そんな曲に取り組むようになった際に、まだ譜読みがおぼつかなかったら

一度、他教室から移ってきた音高受験志望者の生徒で、ショパンの難曲に取り組みながらも、譜読みが全く出来ないという子が過去にいました。

聞くと、その教室の先生は聴き覚えを推奨し、全く読譜について教えもせず、話題としても触れなかったとのこと。こうして、時短をした結果、とにかく早い段階で弾けるようにさせ、仕上げさせてコンクールへとどんどん送り込むという先生だったそうです。

こういった子はコンクールでも上位に入ったりするくらいの腕前でも、音高、音大に入ってしまうと授業やレッスンについていくことは出来ません。

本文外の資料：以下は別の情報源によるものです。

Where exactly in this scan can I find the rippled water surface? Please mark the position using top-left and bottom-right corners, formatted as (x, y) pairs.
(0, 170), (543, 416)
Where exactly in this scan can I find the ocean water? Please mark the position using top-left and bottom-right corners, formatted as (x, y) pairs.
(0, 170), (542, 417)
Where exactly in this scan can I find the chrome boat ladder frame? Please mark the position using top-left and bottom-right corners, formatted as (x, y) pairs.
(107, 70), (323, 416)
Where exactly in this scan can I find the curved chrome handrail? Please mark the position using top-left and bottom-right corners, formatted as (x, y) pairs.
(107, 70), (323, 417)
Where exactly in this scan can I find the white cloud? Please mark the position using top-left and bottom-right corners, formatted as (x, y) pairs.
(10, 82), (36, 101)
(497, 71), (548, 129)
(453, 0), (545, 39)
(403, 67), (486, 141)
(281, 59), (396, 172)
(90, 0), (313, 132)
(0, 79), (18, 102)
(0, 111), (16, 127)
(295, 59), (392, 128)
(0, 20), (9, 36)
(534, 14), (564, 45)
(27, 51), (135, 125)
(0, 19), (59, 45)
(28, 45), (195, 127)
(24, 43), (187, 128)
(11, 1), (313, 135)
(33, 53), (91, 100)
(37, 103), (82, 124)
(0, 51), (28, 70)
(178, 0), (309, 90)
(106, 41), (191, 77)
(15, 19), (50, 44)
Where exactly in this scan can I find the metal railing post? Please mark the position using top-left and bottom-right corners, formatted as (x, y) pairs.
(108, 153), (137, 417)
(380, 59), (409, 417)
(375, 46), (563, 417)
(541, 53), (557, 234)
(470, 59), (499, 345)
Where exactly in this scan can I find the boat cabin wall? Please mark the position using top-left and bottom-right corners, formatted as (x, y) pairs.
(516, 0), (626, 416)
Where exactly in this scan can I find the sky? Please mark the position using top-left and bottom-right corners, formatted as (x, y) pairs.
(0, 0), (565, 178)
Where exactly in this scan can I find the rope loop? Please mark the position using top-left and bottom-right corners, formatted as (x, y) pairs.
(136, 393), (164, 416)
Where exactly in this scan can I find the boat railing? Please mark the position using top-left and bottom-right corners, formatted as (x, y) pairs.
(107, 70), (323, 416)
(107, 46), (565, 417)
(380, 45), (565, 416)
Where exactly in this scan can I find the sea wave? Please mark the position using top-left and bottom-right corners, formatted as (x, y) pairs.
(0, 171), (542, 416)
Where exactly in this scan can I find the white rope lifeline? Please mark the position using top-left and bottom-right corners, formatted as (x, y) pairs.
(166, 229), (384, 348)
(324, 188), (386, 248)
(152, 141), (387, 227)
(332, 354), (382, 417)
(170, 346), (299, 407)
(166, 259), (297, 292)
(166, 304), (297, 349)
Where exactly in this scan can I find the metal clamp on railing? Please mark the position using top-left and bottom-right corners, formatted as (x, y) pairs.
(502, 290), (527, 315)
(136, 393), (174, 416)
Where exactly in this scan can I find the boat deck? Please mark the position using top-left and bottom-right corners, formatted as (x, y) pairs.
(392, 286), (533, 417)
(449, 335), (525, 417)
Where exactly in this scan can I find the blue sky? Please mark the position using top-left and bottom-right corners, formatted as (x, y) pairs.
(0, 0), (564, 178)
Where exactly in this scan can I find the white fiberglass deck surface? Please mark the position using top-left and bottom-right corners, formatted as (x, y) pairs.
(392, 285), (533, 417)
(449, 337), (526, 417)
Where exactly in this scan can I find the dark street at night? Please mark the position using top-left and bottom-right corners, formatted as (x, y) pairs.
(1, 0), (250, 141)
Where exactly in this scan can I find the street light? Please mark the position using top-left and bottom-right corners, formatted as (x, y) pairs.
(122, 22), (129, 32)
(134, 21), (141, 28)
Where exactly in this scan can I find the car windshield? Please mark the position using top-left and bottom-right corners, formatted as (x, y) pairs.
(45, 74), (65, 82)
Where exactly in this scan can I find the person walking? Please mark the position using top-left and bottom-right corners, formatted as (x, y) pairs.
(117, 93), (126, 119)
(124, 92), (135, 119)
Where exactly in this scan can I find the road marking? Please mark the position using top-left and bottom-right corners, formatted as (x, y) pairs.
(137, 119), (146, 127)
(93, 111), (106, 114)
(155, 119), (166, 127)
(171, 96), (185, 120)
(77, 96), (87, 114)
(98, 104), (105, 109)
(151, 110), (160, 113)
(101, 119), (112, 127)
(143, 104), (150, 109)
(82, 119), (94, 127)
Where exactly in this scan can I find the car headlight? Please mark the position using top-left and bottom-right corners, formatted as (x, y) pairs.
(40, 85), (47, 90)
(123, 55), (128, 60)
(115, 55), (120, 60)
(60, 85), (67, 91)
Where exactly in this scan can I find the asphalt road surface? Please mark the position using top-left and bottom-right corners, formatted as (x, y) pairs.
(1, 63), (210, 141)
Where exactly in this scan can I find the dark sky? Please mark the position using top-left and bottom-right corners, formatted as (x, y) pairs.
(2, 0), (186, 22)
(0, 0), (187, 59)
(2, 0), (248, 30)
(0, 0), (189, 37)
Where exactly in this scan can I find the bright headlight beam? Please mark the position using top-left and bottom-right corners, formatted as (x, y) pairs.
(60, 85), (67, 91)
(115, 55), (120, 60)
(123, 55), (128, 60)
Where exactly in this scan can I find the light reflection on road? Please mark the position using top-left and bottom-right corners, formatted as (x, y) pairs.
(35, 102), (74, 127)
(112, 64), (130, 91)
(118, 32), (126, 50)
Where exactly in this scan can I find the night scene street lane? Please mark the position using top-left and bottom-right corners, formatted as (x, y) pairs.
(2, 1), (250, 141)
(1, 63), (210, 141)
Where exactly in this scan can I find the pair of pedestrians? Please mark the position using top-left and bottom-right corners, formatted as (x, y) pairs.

手取り足取りのレッスンは、音大の教授クラスになると当然してくれないので。

音楽家を目指す子よりも趣味で続ける子が大半だとは思いますが、いずれにしても、最初の時点でやらせなくてはならないことを省いていった結果、悲劇を生むことはよくあります。

私は、その子にとって、どこが読譜のゴールなのか?というよりも、そもそものスタート地点はどこなのか。これを見極め、その子にあった指導をすることで、聴き覚えではなく、自分で楽譜を読み、曲を奏でられるようにすることは誰でも可能なことだと考えています。

では具体的にどうするか。

その子の頭の中をのぞけるわけではないので、色々とやってその反応を見て、それをヒントとしてアプローチを変えていくしか方法はないのですが、幼児期のお子様の集中力は長くもったとして、20分ほど。この中で大人が子供に覚えて欲しいと思っている情報量を詰め込んだらパンクしてしまいます。😅

どうしても!な1点に絞り、1レッスンにつき1つの課題がクリアできるようにする。読譜に関しては、2〜3回正答をしたらOK。その正答がたとえ偶然だったとしても、本当は理解していないかも…と怪しくても、本人にあまり質問しすぎてはダメです。🤣

2〜3回の正答だとしても、そこから学び、積み重ねていく。どんな勉強でもそうですが、最初の成功体験が後に結びついて、良い結果を生み続けていきます。

だから、お家で普段お子様のコーチングをしていただいている保護者の方には、間違ったところにがっかりするのではなく、たとえぬか喜びでも良いので(笑)正答をしたところに着目して盛大に褒めてあげて欲しいです。

間違ってしまうところを分析し、正していくのは、講師である私が責任をもって遂行致します!

私は、当教室に習いにきてくれた全ての生徒に対して、譜読みが自力で速く出来ることの素晴らしさを身をもって体験して欲しいと思っています。

どんな曲でも、楽譜さえあればいつでも奏でることが出来る…生徒たちには、こんな豊かな人生を送って欲しいと思っています。